In December of 2005 the FBI and Department of Homeland Security released a memo stating that terrorists had explored the viability of deploying high-intensity lasers as weapons. Around this time pilots began calling in an unusual number of laser hits. Immediately certain people assumed the worst. In fact the FBI/DHS memo was one of 160 bulletins released during a two-year span, and cited nothing more than terrorists “exploring” laser attacks. Just as they’d explored the use of nuclear weapons, biological weapons, guns, knives, car bombs, plastic explosives, and so forth. DHS itself admitted to having no specific information. But that didn’t stop the scaremongering.
“It’s not some kid,” said Paul Rancatore, speaking in a news story about the laser reports from pilots. Rancatore was deputy chairman of the security committee at the Allied Pilots Association, the union representing crews at American Airlines. “It’s too organized,” he warned.
“It sounds like an organized effort to cause airline accidents,” echoed Loren Thompson, professor of military technology at Georgetown University, speaking in the same article. “What we’re talking about is a fairly powerful [laser]. That’s not the sort of thing you pick up at a military surplus store.”

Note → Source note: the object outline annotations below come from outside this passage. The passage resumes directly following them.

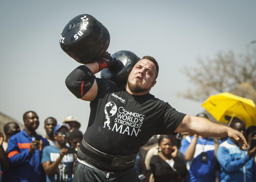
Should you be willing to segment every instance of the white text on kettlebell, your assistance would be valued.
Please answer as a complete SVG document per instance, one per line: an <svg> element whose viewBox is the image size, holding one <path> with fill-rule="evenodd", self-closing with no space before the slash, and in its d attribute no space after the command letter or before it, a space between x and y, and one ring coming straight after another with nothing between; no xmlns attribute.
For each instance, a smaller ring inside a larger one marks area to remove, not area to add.
<svg viewBox="0 0 256 182"><path fill-rule="evenodd" d="M89 24L89 22L87 21L89 19L88 19L88 18L86 17L86 16L84 16L83 17L81 18L81 19L83 21L83 26L82 26L82 27L78 32L77 32L77 34L75 34L74 36L74 38L75 38L75 40L77 40L78 38L79 38L78 36L80 36L83 34L83 33L82 32L82 30L86 30L87 29L86 27L87 27L87 25Z"/></svg>

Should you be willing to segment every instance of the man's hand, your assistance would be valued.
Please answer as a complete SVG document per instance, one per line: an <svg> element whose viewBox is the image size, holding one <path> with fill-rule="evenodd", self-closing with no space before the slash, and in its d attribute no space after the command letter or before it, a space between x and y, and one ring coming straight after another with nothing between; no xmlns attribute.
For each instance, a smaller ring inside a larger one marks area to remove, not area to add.
<svg viewBox="0 0 256 182"><path fill-rule="evenodd" d="M0 130L0 147L3 146L3 134Z"/></svg>
<svg viewBox="0 0 256 182"><path fill-rule="evenodd" d="M28 153L31 155L34 153L36 149L38 149L39 145L39 141L34 140L30 143L30 148L28 149Z"/></svg>
<svg viewBox="0 0 256 182"><path fill-rule="evenodd" d="M243 150L246 150L247 149L248 144L246 139L242 133L231 128L229 128L228 131L228 136L232 141L238 143L241 149Z"/></svg>
<svg viewBox="0 0 256 182"><path fill-rule="evenodd" d="M40 139L40 141L39 141L39 144L38 145L38 149L39 149L39 151L40 151L40 152L42 152L42 150L43 150L43 148L44 146L45 146L45 143L43 143L43 140Z"/></svg>
<svg viewBox="0 0 256 182"><path fill-rule="evenodd" d="M116 62L115 58L112 58L110 54L105 52L102 56L97 60L99 63L99 70L100 71L106 68L111 68L113 66Z"/></svg>
<svg viewBox="0 0 256 182"><path fill-rule="evenodd" d="M67 154L67 149L66 148L62 148L61 149L60 152L60 156L62 158L65 155Z"/></svg>
<svg viewBox="0 0 256 182"><path fill-rule="evenodd" d="M254 148L251 150L249 150L248 151L247 155L248 156L250 157L250 158L253 157L255 156L256 154L256 146L254 146Z"/></svg>

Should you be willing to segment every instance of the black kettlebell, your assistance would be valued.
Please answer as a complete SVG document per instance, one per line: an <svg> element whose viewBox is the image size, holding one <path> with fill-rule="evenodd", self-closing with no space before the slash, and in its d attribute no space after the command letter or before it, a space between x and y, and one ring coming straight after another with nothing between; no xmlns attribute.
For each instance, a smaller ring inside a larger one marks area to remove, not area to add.
<svg viewBox="0 0 256 182"><path fill-rule="evenodd" d="M79 15L69 21L60 37L62 49L83 64L95 62L104 54L110 42L107 28L87 14Z"/></svg>
<svg viewBox="0 0 256 182"><path fill-rule="evenodd" d="M120 51L111 55L116 58L115 65L100 71L100 78L109 79L120 85L126 83L129 74L140 58L132 52Z"/></svg>

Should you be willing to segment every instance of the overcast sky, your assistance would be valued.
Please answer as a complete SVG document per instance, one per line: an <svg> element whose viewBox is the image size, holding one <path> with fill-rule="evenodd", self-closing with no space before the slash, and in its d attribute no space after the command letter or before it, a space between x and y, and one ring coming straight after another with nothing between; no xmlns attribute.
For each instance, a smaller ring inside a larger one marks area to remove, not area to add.
<svg viewBox="0 0 256 182"><path fill-rule="evenodd" d="M42 134L49 116L61 123L72 115L83 132L87 126L89 102L76 99L65 85L81 65L59 42L62 29L78 15L90 14L107 29L111 54L127 50L154 57L159 73L151 94L192 115L203 108L200 102L176 97L194 87L182 68L194 67L199 56L214 58L230 50L243 53L256 39L253 0L10 0L0 4L0 111L23 123L24 112L35 111Z"/></svg>

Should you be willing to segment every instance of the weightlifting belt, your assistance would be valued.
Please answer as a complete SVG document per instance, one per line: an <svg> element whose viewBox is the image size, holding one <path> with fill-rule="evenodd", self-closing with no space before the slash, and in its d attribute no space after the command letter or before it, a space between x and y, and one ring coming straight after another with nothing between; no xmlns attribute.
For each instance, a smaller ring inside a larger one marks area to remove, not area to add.
<svg viewBox="0 0 256 182"><path fill-rule="evenodd" d="M136 155L128 156L109 155L89 145L84 139L77 151L77 157L107 172L119 172L131 168Z"/></svg>

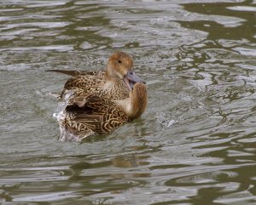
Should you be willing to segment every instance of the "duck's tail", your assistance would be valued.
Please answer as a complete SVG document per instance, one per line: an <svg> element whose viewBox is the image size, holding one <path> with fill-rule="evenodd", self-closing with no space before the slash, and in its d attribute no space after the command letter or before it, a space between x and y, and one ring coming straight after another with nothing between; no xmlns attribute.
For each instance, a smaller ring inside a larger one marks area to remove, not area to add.
<svg viewBox="0 0 256 205"><path fill-rule="evenodd" d="M63 73L63 74L66 74L68 76L72 76L72 77L79 76L81 74L81 72L79 71L47 70L45 71L47 71L47 72L61 72L61 73Z"/></svg>

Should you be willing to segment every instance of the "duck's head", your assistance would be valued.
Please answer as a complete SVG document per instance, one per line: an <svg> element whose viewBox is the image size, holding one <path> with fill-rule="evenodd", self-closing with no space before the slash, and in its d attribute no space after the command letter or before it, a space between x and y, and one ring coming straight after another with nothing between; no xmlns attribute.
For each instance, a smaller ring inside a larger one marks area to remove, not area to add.
<svg viewBox="0 0 256 205"><path fill-rule="evenodd" d="M133 60L131 57L124 52L116 52L109 58L107 75L112 79L122 79L129 90L131 90L133 84L136 83L146 83L135 74L132 68Z"/></svg>

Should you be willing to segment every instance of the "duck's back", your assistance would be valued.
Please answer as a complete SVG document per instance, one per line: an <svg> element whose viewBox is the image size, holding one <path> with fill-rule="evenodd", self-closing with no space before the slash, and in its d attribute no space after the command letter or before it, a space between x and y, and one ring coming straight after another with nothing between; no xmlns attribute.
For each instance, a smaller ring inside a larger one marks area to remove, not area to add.
<svg viewBox="0 0 256 205"><path fill-rule="evenodd" d="M108 134L129 122L124 111L109 100L96 95L77 97L67 106L60 121L61 140L67 133L81 140L90 135Z"/></svg>
<svg viewBox="0 0 256 205"><path fill-rule="evenodd" d="M105 71L84 71L67 80L61 96L67 90L73 90L74 96L93 94L112 100L129 97L129 91L124 83L117 79L108 81Z"/></svg>

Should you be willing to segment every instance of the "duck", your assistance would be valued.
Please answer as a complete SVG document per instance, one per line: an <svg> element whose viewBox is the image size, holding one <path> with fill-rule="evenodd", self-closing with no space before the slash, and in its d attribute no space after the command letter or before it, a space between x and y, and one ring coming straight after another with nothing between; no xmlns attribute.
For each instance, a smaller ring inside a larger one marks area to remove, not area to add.
<svg viewBox="0 0 256 205"><path fill-rule="evenodd" d="M46 71L61 72L72 76L64 85L63 96L73 91L73 97L93 94L113 100L129 97L131 84L146 83L133 71L133 60L130 54L117 51L113 54L105 71L63 71L48 70Z"/></svg>
<svg viewBox="0 0 256 205"><path fill-rule="evenodd" d="M60 141L82 141L94 135L108 134L117 128L138 118L146 110L146 85L131 83L129 97L110 100L96 94L70 100L59 117Z"/></svg>

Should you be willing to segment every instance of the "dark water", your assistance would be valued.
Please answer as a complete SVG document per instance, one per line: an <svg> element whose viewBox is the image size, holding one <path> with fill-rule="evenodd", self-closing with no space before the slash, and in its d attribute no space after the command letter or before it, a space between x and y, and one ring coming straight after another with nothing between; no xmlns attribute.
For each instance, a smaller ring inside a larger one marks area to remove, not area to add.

In fact it almost certainly was “some kid,” and the types of devices Mr. Thompson was referring to were, and remain, readily for sale — the kinds of commercial lasers frequently employed in concerts, light shows, civilian construction work, and numerous other industries. All along, Federal guidelines have restricted the use of these things, but such rules aren’t easily enforced.
And on and on it went, this pandering to overanxious imaginations. The t-word had been spliced into the very DNA of our collective societal psyche. Any anomaly that was potentially harmful and not instantly solvable was apt to be viewed under the dark cloak of “terrorism” — a toxic pathology that, while maybe not as potent as it once was, has polluted our politics and culture ever since. Here in 2016 we’re no longer quite so hysterical, but too often, still, we choose an emotional response over one of reason and good sense.
As a pilot, I’ve never had a laser encounter, but I remember something that occurred one night in the early 1990s, during an approach into Newark. It was a high-intensity spotlight, not a laser, but the effect was similar. I was captain of an old Beech-99, a fifteen-seater. We were skirting the lower edge of Manhattan along the Hudson River, when a wayward (perhaps intentionally so) beam from a light show atop the World Trade Center — ironically enough, I guess — caught and tracked our turboprop briefly, filling the cockpit and cabin with a fiery incandescence.